Additional Background

The Youth Policy of Uzbekistan in the Period of the Global Financial and Economic Crisis: Overview and Results (Ashurov, 2011) details the policy and social reality for young people. Youth policy
In Uzbekistan the youth policy, from the first days of independence, has been raised to a level of the state policy, and in present days, it is one of the priority courses of policy. Today in Uzbekistan the youth makes up the most considerable part of Uzbek society. At present, there live more than 10 million young people at the age of up to 18, or about 40 % of all population of a country, and more than 17 million people at the age of up to 30, or 64 % of the population.
The youth policy is formed on principles of general involvement of the youth in the formation processes of the constitutional state and the fair civil society; in establishment of the youth’s recognized public status; in comprehensive support of its legal, social, political and ideological rights; in development of various public formal and informal associations and organizations.
The results of sociological surveys show that purposefulness of the country’s youth is expressed in the tendency to raise the educational level. Thus, every second young Uzbek would like to raise his/her educational level, 81.6 % of them are students of schools, lyceums and colleges, 55.4 % - students of higher educational institutions, 61.5 % - having secondary specialized education and 47.7 % - having secondary education. 70.1 % of youth select for themselves the higher education as a desirable educational level. Among the specialties which young Uzbeks would like to gain, the most attractive ones are pedagogical, economic, medical as well as professions of engineer and lower. The sociological research has shown that the majority of young men and girls of Uzbekistan is satisfied by their profession, earnings and working conditions.
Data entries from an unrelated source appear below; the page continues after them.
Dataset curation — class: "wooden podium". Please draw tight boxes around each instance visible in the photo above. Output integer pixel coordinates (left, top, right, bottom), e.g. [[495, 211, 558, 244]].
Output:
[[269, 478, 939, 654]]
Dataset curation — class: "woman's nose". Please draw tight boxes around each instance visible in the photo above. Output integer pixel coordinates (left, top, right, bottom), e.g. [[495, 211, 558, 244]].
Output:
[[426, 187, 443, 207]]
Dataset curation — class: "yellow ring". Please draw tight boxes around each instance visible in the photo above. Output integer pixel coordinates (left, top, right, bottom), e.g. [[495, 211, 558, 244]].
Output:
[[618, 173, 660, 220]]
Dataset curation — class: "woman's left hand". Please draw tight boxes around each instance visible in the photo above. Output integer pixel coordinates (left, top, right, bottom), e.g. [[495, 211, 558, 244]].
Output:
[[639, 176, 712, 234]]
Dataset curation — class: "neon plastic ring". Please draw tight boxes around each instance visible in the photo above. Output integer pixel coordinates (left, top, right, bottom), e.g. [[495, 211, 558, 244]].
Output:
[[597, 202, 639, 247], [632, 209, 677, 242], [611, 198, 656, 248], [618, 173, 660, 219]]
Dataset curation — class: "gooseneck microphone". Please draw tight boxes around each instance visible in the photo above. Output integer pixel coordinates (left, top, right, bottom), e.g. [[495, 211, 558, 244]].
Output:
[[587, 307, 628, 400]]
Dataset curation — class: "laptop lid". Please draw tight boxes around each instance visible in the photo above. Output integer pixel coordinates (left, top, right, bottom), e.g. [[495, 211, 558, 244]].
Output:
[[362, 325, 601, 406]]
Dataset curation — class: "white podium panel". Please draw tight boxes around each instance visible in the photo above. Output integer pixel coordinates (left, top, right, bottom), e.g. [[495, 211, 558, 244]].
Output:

Every second young man aspires to career and professional growth (50.5 %), however every tenth (10.9 %) met difficulties of career growth. The survey revealed high interest of youth to business activity, its directivity to market structures, occupation of high position in a private sector. Herein the young men and girls are ready to show creative activity and initiative, to be improved and self-asserted. More than 90 % of young men highly appreciate a policy of the government on developing spirituality and morality in rising generation. The principal merits which young respondents connect with morality are honesty, good knowledge of own people’s history, cleanliness of soul, respect of the national traditions, improved feeling of national pride, modesty, national and religious tolerance, full rejection of extremism.